Flamingo architecture overview. Visual data is processed through a pretrained, frozen image encoder to extract image embeddings. These embeddings are passed through a Preceiver Sampler, trained from scratch, which outputs a fixed number of embeddings. The fixed image embeddings and text tokens are fed into gated cross-attention dense blocks, inserted between the frozen LLM blocks, and trained from scratch. The model produces free-form text as output.
Flamingo architecture overview. Visual data is processed through a pretrained, frozen image encoder to extract image embeddings. These embeddings are passed through a Preceiver Sampler, trained from scratch, which outputs a fixed number of embeddings. The fixed image embeddings and text tokens are fed into gated cross-attention dense blocks, inserted between the frozen LLM blocks, and trained from scratch. The model produces free-form text as output. | Source

Flamingo, a vision language model (VLM) developed by DeepMind, can perform various multimodal tasks, including image captioning, visual dialogue, and visual question answering (VQA). Flamingo models take interleaved image data and text as input and generate free-form text.

Flamingo consists of pre-trained vision and language models connected by a “Perceiver Resampler.” The Perceiver Resampler takes as input a variable number of image or video features from the pre-trained vision encoder and returns a fixed number of visual outputs. A pre-trained and frozen Normalizer-Free ResNet (NFNET) is used as a vision encoder, and a frozen Chinchilla is used as the language model. Gated cross-attention dense blocks (GATED XATTN-DENSE) are inserted between frozen LLM blocks and trained from scratch. The largest Flamingo model has 80B parameters and is trained on three datasets scraped from the web: interleaved image and text, image-text, and video-text pairs.

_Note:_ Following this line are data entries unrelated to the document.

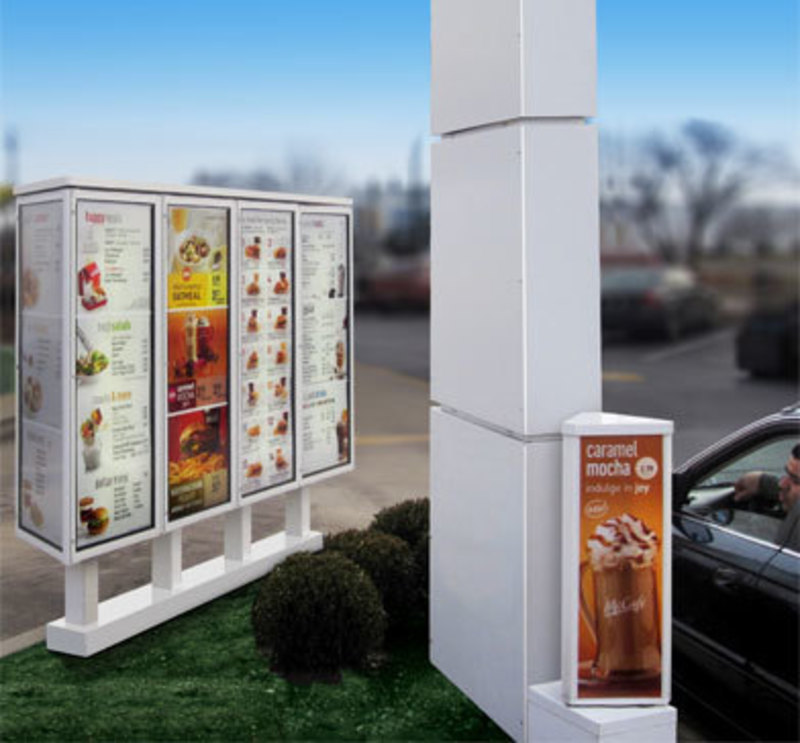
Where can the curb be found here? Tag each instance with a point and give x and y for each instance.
(22, 641)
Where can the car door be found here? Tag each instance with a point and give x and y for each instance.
(775, 655)
(715, 597)
(727, 566)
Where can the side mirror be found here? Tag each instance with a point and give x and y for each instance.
(722, 516)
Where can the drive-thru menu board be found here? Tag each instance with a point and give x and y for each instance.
(267, 349)
(326, 424)
(154, 387)
(197, 359)
(41, 465)
(113, 370)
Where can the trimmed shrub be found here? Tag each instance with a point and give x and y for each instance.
(388, 561)
(316, 613)
(409, 520)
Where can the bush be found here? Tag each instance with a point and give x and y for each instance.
(318, 613)
(388, 561)
(409, 520)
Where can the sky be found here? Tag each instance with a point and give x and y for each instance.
(156, 90)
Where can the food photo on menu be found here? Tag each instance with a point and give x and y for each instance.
(91, 440)
(90, 288)
(198, 461)
(90, 361)
(198, 257)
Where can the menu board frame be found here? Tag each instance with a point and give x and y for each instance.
(171, 200)
(144, 533)
(272, 491)
(349, 464)
(59, 551)
(67, 193)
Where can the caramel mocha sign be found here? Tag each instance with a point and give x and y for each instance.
(620, 580)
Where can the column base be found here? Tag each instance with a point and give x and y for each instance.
(550, 719)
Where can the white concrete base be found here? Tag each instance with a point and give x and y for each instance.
(550, 719)
(128, 614)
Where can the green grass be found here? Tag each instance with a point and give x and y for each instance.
(200, 677)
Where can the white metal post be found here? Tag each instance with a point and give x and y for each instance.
(298, 513)
(167, 561)
(515, 332)
(238, 535)
(81, 592)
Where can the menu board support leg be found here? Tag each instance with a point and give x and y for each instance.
(81, 592)
(167, 561)
(238, 535)
(298, 512)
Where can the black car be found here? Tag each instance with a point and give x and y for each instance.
(735, 584)
(767, 342)
(655, 300)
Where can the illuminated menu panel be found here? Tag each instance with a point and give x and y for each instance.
(197, 359)
(267, 350)
(114, 371)
(41, 291)
(325, 367)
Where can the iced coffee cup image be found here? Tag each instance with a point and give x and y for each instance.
(623, 620)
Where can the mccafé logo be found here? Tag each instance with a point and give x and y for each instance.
(627, 605)
(595, 509)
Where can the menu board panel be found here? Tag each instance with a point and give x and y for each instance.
(41, 369)
(114, 257)
(267, 349)
(197, 359)
(42, 476)
(41, 293)
(114, 371)
(41, 266)
(325, 367)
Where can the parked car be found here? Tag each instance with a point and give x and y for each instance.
(767, 342)
(655, 301)
(398, 283)
(736, 575)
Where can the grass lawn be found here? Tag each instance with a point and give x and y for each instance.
(200, 677)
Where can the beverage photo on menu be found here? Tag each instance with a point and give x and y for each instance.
(197, 373)
(620, 581)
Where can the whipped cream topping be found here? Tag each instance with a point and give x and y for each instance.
(622, 540)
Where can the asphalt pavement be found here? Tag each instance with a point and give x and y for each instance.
(391, 453)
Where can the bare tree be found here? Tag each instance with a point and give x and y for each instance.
(706, 170)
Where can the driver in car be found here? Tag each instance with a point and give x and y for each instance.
(784, 490)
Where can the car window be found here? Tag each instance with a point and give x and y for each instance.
(760, 517)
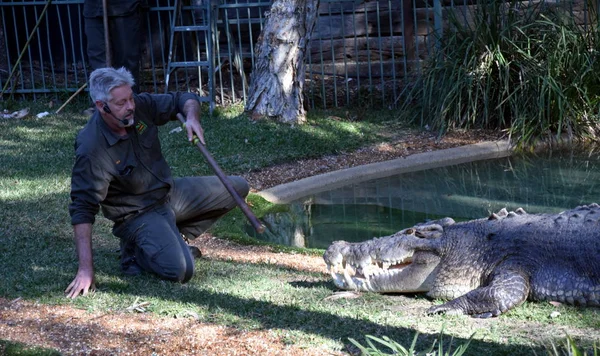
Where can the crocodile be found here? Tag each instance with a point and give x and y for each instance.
(481, 267)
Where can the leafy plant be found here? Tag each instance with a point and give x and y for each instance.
(528, 69)
(570, 349)
(398, 349)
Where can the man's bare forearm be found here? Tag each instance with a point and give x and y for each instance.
(83, 242)
(191, 108)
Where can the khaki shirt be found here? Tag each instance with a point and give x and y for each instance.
(123, 175)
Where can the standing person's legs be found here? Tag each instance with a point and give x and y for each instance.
(152, 241)
(126, 44)
(198, 202)
(96, 49)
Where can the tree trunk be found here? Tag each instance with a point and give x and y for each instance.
(277, 80)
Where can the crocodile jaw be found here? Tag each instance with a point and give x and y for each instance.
(404, 276)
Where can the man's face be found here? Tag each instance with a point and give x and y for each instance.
(122, 104)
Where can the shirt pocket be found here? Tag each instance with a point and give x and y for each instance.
(149, 137)
(127, 178)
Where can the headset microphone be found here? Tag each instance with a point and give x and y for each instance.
(107, 110)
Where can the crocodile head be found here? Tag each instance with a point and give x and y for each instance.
(405, 262)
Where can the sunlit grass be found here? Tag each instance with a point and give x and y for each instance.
(39, 261)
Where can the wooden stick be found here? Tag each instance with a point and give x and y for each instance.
(258, 226)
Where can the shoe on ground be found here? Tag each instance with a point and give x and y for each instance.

Experimental results on 16 multimodal image/video and language tasks show that Flamingo 80B models are more effective than fine-tuned models for specific tasks. However, as Flamingo focuses more on open-ended tasks, its performance on classification tasks is not as good as that of contrastive models like BASIC, CLI, and ALIGN.

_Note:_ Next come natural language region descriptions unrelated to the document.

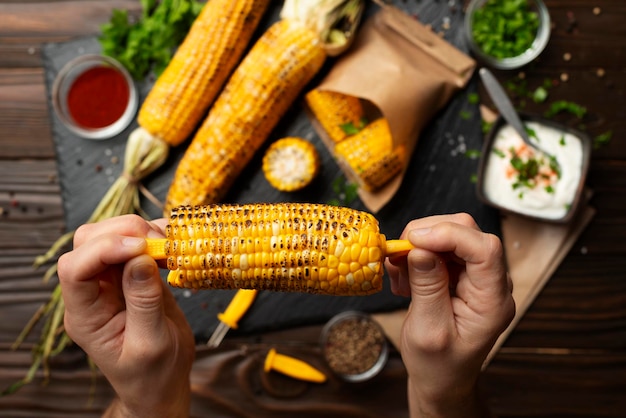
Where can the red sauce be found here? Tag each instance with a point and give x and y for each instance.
(98, 97)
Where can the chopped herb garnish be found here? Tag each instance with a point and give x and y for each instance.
(485, 126)
(565, 106)
(346, 192)
(602, 139)
(504, 28)
(473, 98)
(352, 129)
(465, 114)
(540, 95)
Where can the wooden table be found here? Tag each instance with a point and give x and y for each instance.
(566, 357)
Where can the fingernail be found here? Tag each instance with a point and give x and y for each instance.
(420, 231)
(132, 241)
(422, 264)
(142, 272)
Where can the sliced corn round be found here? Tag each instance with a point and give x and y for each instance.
(290, 164)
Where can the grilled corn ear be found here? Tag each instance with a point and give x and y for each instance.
(300, 247)
(338, 113)
(199, 68)
(258, 94)
(370, 157)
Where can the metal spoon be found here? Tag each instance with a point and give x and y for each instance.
(508, 112)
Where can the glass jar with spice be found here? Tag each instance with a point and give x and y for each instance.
(354, 346)
(94, 96)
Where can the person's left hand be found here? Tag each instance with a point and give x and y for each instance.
(118, 309)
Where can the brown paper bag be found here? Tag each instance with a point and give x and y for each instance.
(406, 71)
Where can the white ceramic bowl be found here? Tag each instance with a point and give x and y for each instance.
(548, 200)
(512, 62)
(66, 80)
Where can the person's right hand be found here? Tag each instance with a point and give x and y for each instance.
(119, 310)
(461, 302)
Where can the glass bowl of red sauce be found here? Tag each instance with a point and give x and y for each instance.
(94, 96)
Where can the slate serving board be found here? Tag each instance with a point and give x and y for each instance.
(437, 181)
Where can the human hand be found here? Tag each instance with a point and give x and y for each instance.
(460, 303)
(125, 318)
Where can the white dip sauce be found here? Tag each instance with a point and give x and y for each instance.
(533, 187)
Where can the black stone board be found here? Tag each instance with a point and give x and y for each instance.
(438, 181)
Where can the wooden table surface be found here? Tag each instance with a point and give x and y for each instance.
(566, 357)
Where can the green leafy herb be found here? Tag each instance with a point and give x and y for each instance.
(602, 139)
(504, 28)
(150, 42)
(565, 106)
(346, 192)
(540, 95)
(465, 114)
(352, 129)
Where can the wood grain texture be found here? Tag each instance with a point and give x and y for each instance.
(566, 357)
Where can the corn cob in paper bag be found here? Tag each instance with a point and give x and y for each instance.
(400, 91)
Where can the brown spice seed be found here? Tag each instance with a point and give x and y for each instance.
(353, 346)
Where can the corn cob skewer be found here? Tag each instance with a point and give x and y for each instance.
(303, 247)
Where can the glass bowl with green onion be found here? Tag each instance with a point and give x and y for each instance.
(507, 34)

Some limitations that Flamingo inherits from the pre-trained LLM used include hallucinations, poor sample efficiency during training, and poor generalizations for sequences that are longer than the ones used during training. Other limitations that many VLMs struggle with are outputting offensive language, toxicity, propagating social biases and stereotypes, and leaking private information. One way to mitigate these limitations is to filter them out of the training data and exclude them during evaluation.

LLaVA

The Large Language and Vision Assistant (LLaVA) is an end-to-end trained multimodal LLM that integrates the CLIP ViT-L/14 vision encoder and the Vicuna (a chat model created by fine-tuning Llama 2) for general-purpose visual and language understanding.

Given an input image, the pre-trained CLIP ViT-L/14 vision encoder extracts the vision features, which are transformed into the word embedding space using a simple linear layer. Vicuna was chosen as the LLM model because it is the best open-source instruction-following model for language tasks.

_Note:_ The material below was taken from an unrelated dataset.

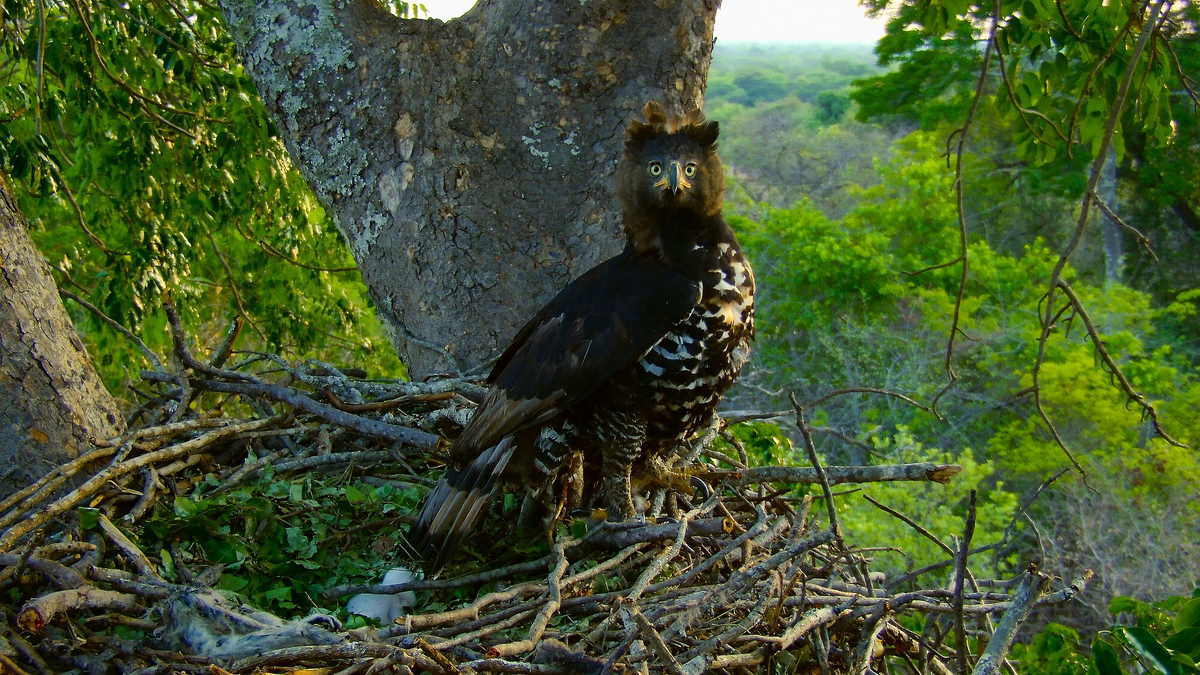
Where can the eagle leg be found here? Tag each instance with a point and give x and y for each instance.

Overview of LLaVA architecture. The pretrained CLIP ViT-L/14 vision encoder extracts visual features from input images Xv, which are then mapped into the word embedding space using a linear projection W.
Overview of LLaVA architecture. The pretrained CLIP ViT-L/14 vision encoder extracts visual features from input images Xv, which are then mapped into the word embedding space using a linear projection W. | Source

LLaVA is trained using a two-stage instruction-tuning process. In the first pre-training stage for feature alignment, both the vision encoder and LLM weights are frozen, and the projection matrix is updated to align image features with the pre-trained LLM word embedding. In the second stage, end-to-end fine-tuning is performed to optimize the model for multimodal chatbot interactions and reasoning within the science domain.

Experimental results show that LLaVA 7B has better instruction-tuning capabilities than GPT-4 and Flamingo 80B despite having fewer parameters. LLaVA can follow user instructions and give a more comprehensive answer than GPT-4. LLaVA also outperforms GPT-4 on the ScienceQA dataset, which has multimodal multiple-choice questions from natural, social, and language sciences.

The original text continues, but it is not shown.